Nginx 報錯 connect() failed (110: Connection timed out) while connecting to upstream

本文轉載自查看原文 2021-09-03 10:29 203

轉自

作者：棧木頭
鏈接：https://www.jianshu.com/p/f0f05c02e93a

背景
在對應用服務進行壓力測試時，Nginx在持續壓測請求1min左右后開始報錯，花了一些時間對報錯的原因進行排查，並最終定位到問題，現將過程總結下。

壓測工具
這里壓測使用的是siege, 其非常容易指定並發訪問數以及並發時間，以及有非常清晰的結果反饋，成功訪問數，失敗數，吞吐率等性能結果。

壓測指標
單接口壓測，並發100，持續1min。

壓測工具報錯

The server is now under siege...
[error] socket: unable to connect sock.c:249: Connection timed out
[error] socket: unable to connect sock.c:249: Connection timed out

Nginx error.log 報錯

2018/11/21 17:31:23 [error] 15622#0: *24993920 connect() failed (110: Connection timed out) while connecting to upstream, client: 192.168.xx.xx, server: xx-qa.xx.com, request: "GET /guide/v1/activities/1107 HTTP/1.1", upstream: "http://192.168.xx.xx:8082/xx/v1/activities/1107", host: "192.168.86.90"

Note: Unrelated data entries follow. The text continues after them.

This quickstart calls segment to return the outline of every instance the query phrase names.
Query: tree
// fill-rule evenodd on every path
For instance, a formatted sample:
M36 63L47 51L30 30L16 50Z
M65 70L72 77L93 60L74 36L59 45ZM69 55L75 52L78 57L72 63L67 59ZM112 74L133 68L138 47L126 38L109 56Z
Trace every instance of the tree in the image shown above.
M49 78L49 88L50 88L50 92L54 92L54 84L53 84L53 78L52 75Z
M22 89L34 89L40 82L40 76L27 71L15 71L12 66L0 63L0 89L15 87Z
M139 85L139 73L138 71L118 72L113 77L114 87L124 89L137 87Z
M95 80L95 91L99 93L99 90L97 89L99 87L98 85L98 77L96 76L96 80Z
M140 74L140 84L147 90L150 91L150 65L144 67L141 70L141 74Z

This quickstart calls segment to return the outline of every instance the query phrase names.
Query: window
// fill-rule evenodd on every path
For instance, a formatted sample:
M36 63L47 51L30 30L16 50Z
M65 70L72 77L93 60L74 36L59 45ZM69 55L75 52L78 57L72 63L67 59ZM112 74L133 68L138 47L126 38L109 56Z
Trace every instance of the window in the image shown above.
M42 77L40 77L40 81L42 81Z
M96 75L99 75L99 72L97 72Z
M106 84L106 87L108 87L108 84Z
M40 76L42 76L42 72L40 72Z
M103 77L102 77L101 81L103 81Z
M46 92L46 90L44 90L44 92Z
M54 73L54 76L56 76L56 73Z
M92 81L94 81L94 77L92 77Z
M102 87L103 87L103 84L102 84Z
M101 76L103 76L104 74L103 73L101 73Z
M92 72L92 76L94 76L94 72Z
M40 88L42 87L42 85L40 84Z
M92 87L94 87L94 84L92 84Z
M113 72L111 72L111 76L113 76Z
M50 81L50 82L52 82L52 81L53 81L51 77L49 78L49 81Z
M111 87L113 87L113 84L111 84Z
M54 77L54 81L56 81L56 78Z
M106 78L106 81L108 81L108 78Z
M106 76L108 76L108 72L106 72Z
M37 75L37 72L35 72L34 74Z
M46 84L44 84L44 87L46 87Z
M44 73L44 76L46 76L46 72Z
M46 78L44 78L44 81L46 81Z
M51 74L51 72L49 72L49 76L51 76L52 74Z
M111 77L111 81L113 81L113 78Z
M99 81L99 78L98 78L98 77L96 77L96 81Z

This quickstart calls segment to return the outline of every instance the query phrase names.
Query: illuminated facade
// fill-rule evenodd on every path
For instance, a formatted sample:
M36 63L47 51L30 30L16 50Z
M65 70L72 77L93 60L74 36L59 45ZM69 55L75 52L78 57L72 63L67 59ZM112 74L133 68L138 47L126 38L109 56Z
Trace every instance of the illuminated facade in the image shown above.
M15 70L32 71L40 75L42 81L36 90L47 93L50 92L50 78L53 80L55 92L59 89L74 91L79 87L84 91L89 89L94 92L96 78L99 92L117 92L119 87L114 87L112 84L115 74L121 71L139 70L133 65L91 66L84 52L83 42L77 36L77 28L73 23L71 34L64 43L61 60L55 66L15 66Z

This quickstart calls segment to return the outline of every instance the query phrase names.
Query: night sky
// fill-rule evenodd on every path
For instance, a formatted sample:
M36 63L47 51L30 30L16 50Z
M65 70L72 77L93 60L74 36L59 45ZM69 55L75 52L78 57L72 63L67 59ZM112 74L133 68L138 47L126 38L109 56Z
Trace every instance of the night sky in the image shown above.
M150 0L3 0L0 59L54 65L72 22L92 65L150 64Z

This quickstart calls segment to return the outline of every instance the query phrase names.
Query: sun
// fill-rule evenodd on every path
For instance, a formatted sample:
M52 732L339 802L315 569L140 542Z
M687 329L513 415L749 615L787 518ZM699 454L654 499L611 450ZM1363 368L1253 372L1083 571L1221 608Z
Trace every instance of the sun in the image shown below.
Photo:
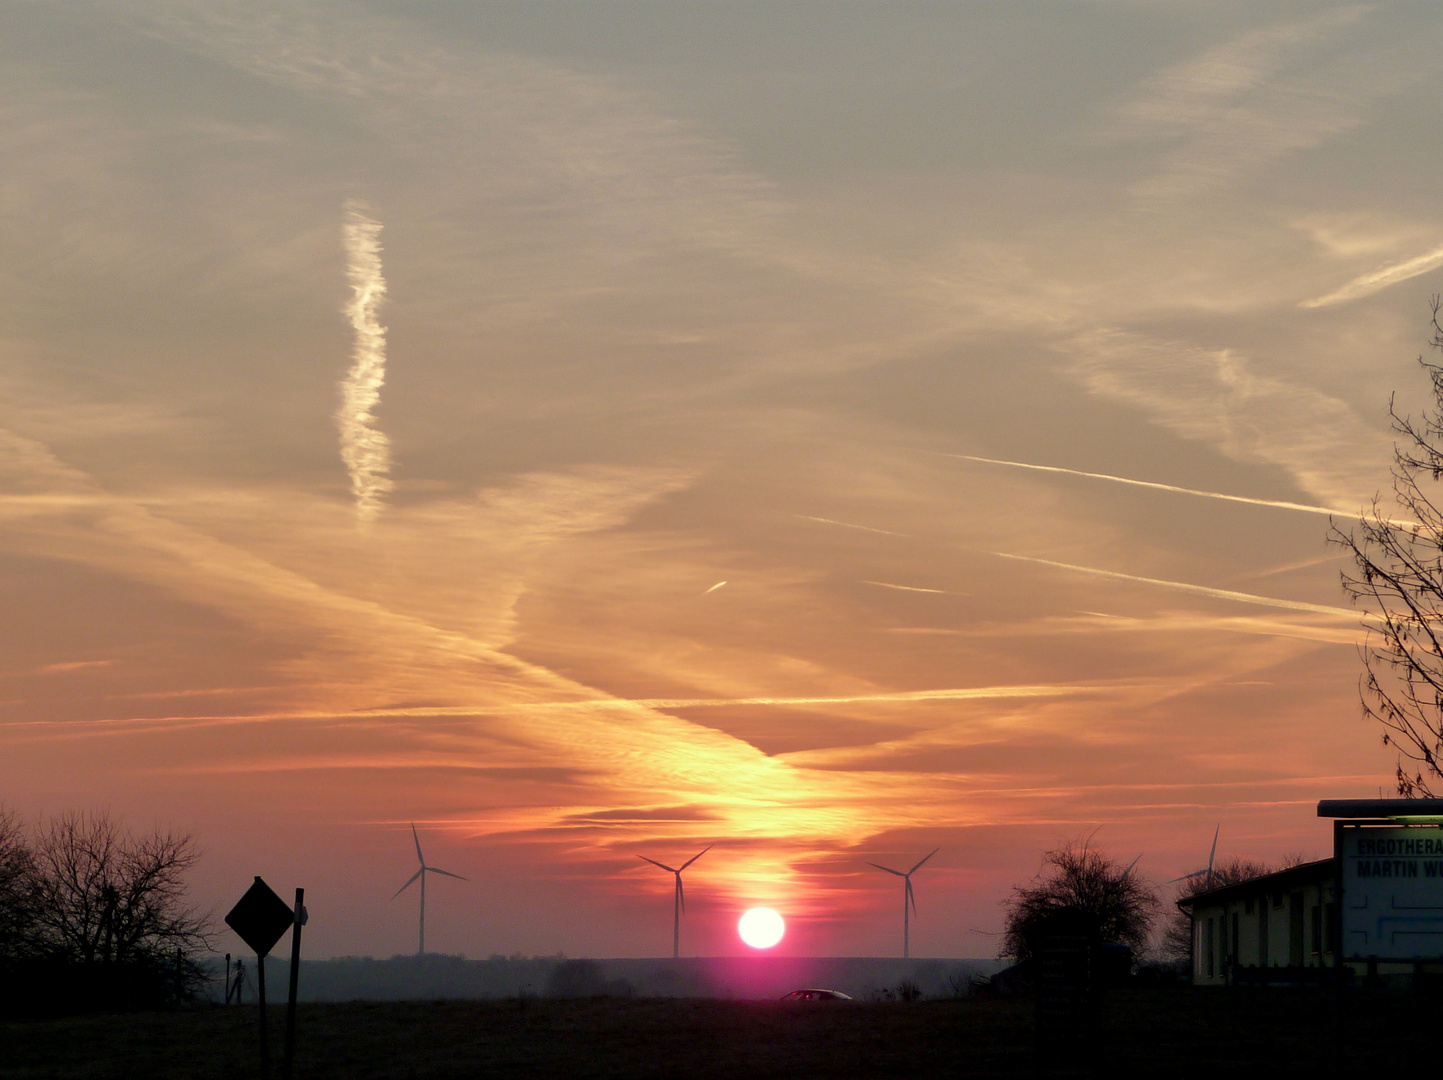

2018/11/21 18:21:09 [error] 4469#0: *25079420 connect() failed (110: Connection timed out) while connecting to upstream, client: 192.168.xx.xx, server: xx-qa.xx.com, request: "GET /guide/v1/activities/1107 HTTP/1.1", upstream: "http://192.168.xx.xx:8082/xx/v1/activities/1107", host: "192.168.86.90"

排查問題

看到 timed out 第一感覺是，應用服務存在性能問題，導致並發請求時無法響應請求；通過排查應用服務的日志，發現其實應用服務並沒有任何報錯；
觀察應用服務的CPU負載(Docker 容器 docker state id) ，發現其在並發請求時CPU使用率升高，再無其他異常，屬於正常情況。不過持續觀察發現，在壓測報錯開始后，應用服務所在的CPU負載降低，應用服務日志里也沒有了請求日志，暫時可以判定無法響應請求應該來自應用服務鏈路的前一節點，也就是Nginx；

通過命令排查Nginx所在服務器，壓測時的TCP連接情況

# 查看當前80端口的連接數
netstat -nat|grep -i "80"|wc -l
5407

# 查看當前TCP連接的狀態
netstat -na | awk '/^tcp/ {++S[$NF]} END {for(a in S) print a, S[a]}'
LISTEN 12
SYN_RECV 1
ESTABLISHED 454
FIN_WAIT1 1
TIME_WAIT 5000

發現在TCP的連接有兩個異常點

竟然有5k多個連接
TCP狀態TIME_WAIT 到5000個后停止增長

關於這兩點開始進行分析：

理論上100個並發用戶數壓測，應該只有100個連接才對，造成這個原因應該是 siege 壓測時創建了5000個連接

# 查看siege配置
vim ~/.siege/siege.conf

# 真相大白，原來siege在壓測時，連接默認是close，也就是說在持續壓測時，每個請求結束后，直接關閉連接，然后再創建新的連接，那么就可以理解為什么壓測時Nginx所在服務器TCP連接數5000多，而不是100；

# Connection directive. Options "close" and "keep-alive" Starting with
# version 2.57, siege implements persistent connections in accordance 
# to RFC 2068 using both chunked encoding and content-length directives
# to determine the page size. 
#
# To run siege with persistent connections set this to keep-alive. 
#
# CAUTION:        Use the keep-alive directive with care.
# DOUBLE CAUTION: This directive does not work well on HPUX
# TRIPLE CAUTION: We don't recommend you set this to keep-alive
# ex: connection = close
#     connection = keep-alive
#
connection = close

TIME_WAIT 到5000分析，這要先弄清楚，TCP狀態TIME_WAIT是什么含義

TIME-WAIT：等待足夠的時間以確保遠程TCP接收到連接中斷請求的確認；TCP要保證在所有可能的情況下使得所有的數據都能夠被正確送達。當你關閉一個socket時，主動關閉一端的socket將進入TIME_WAIT狀態，而被動關閉一方則轉入CLOSED狀態，這的確能夠保證所有的數據都被傳輸。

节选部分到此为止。